In announcing the expansion of his "Educate to Innovate" campaign, the president applauded several new public-private partnerships that will help meet the goal of moving American students from the middle to the top in science and math achievement over the next decade.

One of those exemplary partnerships is leading to the replication of the UTeach math and science teacher-preparation program, which began at The University of Texas at Austin in 1997, to 19 universities nationally.

Thirteen universities in nine states implemented UTeach programs during the 2008-2009 school year. A newly announced second cohort of six universities includes the University of Tennessee Knoxville, Middle Tennessee State University, the University of Colorado at Colorado Springs, University of Texas at Arlington, University of Texas at Tyler and Cleveland State University.

View a full list of UTeach replication sites.

Support and funding for these replications come from the UTeach Institute, the National Math and Science Initiative, the Texas High School Project, the Texas Education Agency, the Greater Texas Foundation, Exxon Mobil Corporation, the Bill & Melinda Gates Foundation, the Michael & Susan Dell Foundation, Texas Instruments Foundation, the Tennessee Higher Education Commission, the Tennessee Department of Education and other private philanthropy.

UTeach allows students to graduate in four years with both deep content knowledge in their major and a teaching certification. Ninety-two percent of UTeach graduates have become teachers, and 82 percent are still in the classroom after five years.

Enrollment in UTeach has nearly doubled nationally in just two years, attracting more than 2,100 math and science majors into the program.

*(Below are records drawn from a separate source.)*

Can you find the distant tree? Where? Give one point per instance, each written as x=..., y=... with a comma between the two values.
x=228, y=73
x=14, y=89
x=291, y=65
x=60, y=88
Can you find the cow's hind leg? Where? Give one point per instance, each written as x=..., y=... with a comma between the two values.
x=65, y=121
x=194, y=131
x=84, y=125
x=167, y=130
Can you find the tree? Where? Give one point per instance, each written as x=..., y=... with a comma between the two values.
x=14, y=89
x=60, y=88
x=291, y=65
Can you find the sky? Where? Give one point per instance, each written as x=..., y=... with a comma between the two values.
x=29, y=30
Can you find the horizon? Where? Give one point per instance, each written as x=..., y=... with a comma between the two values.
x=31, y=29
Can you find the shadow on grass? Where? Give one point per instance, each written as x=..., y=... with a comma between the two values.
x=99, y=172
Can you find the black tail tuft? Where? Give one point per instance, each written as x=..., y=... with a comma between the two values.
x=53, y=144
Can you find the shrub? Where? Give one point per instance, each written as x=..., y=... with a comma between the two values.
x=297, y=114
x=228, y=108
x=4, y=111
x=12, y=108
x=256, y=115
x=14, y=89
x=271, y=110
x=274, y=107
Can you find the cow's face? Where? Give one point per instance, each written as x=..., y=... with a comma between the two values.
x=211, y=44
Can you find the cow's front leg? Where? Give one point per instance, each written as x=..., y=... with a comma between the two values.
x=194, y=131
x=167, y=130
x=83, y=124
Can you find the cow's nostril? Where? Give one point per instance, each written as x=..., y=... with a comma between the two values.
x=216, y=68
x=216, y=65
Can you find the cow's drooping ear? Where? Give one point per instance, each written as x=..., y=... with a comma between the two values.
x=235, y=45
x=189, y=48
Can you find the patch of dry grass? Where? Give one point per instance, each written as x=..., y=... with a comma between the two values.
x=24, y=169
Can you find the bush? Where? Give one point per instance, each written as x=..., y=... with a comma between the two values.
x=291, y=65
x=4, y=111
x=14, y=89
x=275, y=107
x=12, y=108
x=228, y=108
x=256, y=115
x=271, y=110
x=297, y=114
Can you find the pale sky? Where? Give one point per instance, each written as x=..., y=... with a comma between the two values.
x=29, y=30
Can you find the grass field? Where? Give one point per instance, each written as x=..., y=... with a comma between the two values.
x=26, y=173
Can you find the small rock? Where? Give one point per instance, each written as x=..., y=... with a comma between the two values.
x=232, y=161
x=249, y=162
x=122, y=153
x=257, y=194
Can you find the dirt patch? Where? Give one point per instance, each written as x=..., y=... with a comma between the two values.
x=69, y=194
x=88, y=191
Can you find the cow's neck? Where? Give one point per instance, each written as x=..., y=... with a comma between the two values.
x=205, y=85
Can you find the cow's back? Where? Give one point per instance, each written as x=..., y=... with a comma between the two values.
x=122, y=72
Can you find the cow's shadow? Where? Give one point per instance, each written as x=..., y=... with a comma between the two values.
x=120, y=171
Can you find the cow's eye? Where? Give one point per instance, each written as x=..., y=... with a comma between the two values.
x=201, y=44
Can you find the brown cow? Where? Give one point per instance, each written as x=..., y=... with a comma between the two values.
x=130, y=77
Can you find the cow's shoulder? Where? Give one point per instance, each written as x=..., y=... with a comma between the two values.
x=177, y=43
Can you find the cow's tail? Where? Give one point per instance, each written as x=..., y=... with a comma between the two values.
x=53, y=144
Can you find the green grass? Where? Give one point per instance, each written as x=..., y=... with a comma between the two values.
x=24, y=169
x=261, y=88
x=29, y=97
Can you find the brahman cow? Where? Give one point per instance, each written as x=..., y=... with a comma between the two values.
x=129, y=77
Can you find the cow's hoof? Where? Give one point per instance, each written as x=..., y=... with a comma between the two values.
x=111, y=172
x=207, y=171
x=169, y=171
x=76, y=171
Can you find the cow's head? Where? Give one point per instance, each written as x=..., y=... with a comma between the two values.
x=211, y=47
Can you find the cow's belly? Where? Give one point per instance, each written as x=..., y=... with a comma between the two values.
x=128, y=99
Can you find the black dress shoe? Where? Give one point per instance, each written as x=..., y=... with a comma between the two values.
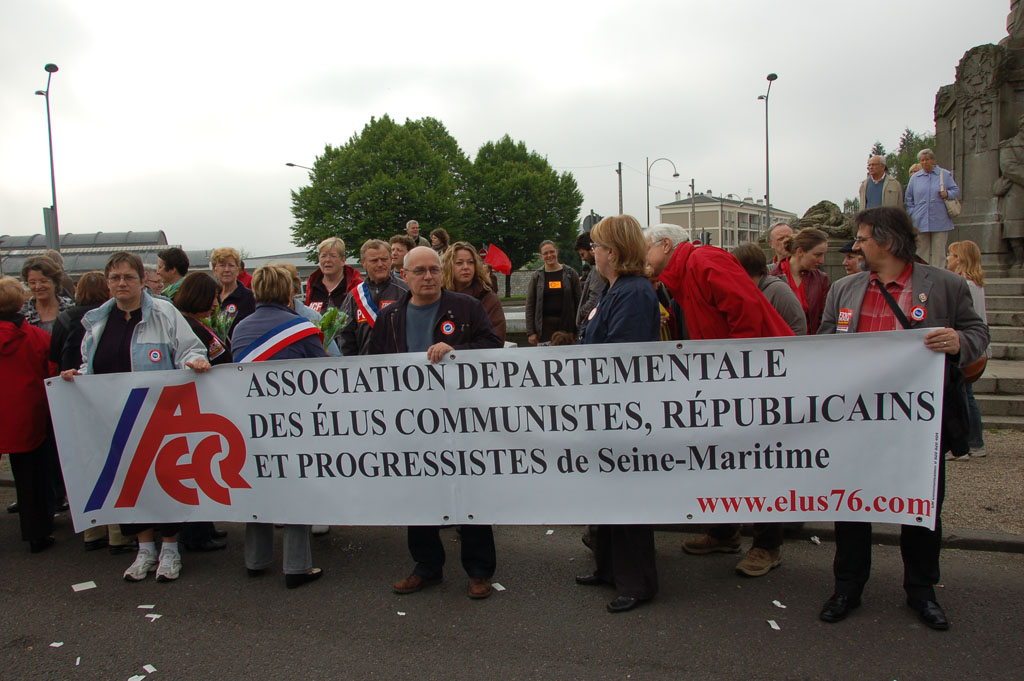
x=589, y=581
x=296, y=581
x=38, y=545
x=837, y=607
x=930, y=612
x=624, y=603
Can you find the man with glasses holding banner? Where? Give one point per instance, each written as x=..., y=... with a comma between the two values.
x=895, y=293
x=431, y=320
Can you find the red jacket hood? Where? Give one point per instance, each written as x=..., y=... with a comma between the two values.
x=718, y=298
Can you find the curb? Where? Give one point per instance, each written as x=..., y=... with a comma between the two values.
x=888, y=535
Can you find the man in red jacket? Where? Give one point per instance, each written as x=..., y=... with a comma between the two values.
x=718, y=300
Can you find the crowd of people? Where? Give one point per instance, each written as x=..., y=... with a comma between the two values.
x=643, y=285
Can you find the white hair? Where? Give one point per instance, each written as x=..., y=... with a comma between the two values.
x=675, y=233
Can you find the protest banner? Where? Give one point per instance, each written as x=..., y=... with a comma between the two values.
x=784, y=429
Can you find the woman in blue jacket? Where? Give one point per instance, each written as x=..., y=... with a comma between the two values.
x=627, y=311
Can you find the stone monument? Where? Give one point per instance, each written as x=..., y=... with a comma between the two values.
x=972, y=117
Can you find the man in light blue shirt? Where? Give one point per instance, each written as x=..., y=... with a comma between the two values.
x=926, y=194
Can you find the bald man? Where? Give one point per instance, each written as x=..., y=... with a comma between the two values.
x=879, y=188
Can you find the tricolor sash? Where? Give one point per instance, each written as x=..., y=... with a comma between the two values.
x=366, y=304
x=280, y=337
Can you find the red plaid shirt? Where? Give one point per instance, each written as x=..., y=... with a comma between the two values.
x=875, y=311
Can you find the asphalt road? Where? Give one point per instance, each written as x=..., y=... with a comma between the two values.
x=708, y=623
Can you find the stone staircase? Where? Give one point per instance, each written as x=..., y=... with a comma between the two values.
x=1000, y=391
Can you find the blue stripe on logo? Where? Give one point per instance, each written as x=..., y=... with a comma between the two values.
x=125, y=425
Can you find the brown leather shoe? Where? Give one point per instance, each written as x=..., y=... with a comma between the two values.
x=479, y=588
x=412, y=584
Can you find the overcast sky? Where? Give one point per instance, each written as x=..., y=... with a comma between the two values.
x=180, y=117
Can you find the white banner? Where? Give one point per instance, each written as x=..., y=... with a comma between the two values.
x=818, y=428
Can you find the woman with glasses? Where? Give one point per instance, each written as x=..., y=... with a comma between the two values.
x=627, y=311
x=134, y=332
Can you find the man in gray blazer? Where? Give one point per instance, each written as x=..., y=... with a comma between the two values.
x=927, y=297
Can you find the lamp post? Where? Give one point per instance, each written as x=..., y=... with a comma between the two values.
x=675, y=173
x=50, y=219
x=771, y=77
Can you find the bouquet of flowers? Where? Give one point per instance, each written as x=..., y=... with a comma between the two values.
x=220, y=323
x=332, y=322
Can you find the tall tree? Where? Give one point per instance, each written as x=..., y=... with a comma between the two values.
x=383, y=176
x=520, y=200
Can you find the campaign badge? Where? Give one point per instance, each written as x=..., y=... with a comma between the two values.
x=843, y=324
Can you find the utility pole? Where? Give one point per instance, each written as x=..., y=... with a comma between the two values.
x=620, y=172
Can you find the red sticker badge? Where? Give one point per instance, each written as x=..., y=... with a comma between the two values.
x=845, y=316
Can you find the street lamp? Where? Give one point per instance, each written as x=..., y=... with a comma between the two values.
x=52, y=232
x=771, y=77
x=675, y=173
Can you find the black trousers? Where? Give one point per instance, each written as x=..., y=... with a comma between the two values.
x=478, y=558
x=34, y=483
x=919, y=546
x=767, y=536
x=625, y=557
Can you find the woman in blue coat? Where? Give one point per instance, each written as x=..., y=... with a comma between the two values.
x=627, y=311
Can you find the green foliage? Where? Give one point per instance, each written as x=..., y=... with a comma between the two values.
x=900, y=161
x=519, y=201
x=383, y=176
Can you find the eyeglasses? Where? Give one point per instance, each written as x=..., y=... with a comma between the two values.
x=420, y=271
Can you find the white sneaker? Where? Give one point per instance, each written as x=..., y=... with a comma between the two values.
x=144, y=563
x=170, y=566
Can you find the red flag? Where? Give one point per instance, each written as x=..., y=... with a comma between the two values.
x=497, y=259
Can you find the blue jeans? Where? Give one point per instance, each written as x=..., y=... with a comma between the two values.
x=976, y=439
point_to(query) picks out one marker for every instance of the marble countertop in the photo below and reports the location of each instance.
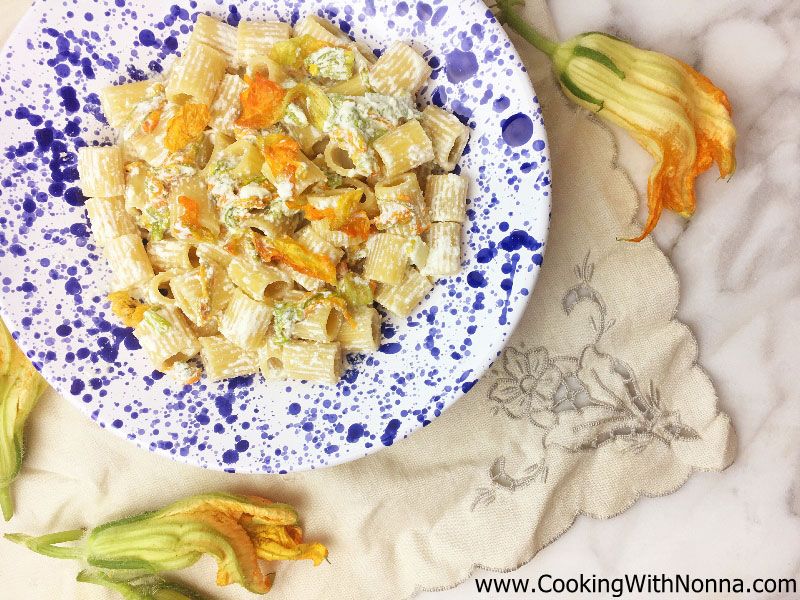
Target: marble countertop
(739, 264)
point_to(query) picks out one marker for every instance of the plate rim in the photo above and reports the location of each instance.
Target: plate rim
(487, 359)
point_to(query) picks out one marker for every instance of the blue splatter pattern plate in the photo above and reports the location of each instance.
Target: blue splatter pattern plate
(52, 278)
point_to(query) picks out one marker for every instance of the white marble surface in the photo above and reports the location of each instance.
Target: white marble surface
(739, 265)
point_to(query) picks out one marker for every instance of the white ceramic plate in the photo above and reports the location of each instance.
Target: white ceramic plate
(52, 279)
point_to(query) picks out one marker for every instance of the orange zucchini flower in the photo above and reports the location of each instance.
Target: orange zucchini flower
(282, 155)
(292, 253)
(237, 531)
(262, 103)
(186, 126)
(675, 113)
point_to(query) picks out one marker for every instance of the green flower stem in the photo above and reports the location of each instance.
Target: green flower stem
(509, 15)
(47, 544)
(6, 502)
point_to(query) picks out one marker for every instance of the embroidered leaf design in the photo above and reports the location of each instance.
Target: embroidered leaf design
(589, 428)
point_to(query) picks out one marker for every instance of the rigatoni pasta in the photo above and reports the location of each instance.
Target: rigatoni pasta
(267, 197)
(197, 74)
(109, 219)
(448, 135)
(101, 171)
(400, 69)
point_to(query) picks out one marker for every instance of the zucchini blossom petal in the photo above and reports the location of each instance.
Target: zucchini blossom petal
(21, 386)
(230, 528)
(675, 113)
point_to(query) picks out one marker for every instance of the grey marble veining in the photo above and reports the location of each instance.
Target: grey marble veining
(739, 264)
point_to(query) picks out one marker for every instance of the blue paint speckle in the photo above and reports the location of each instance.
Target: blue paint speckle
(517, 129)
(476, 279)
(354, 432)
(460, 66)
(390, 433)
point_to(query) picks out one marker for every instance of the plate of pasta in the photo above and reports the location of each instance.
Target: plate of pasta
(267, 237)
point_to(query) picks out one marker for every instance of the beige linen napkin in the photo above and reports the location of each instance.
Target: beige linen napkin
(596, 402)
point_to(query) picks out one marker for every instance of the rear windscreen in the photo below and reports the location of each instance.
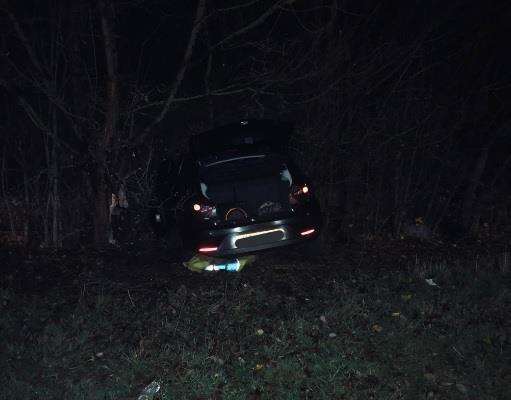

Projections indicate that, by 2018, UTeach-like programs around the country will have produced an estimated 7,000 new math and science teachers, and those teachers will have affected more than one million students by 2017 and more than 20 million during the course of the new teachers' careers.

At The University of Texas at Austin, UTeach has graduated more than 500 students, and has more than doubled the number of math majors and increased by six times the number of science majors being certified as teachers at the university.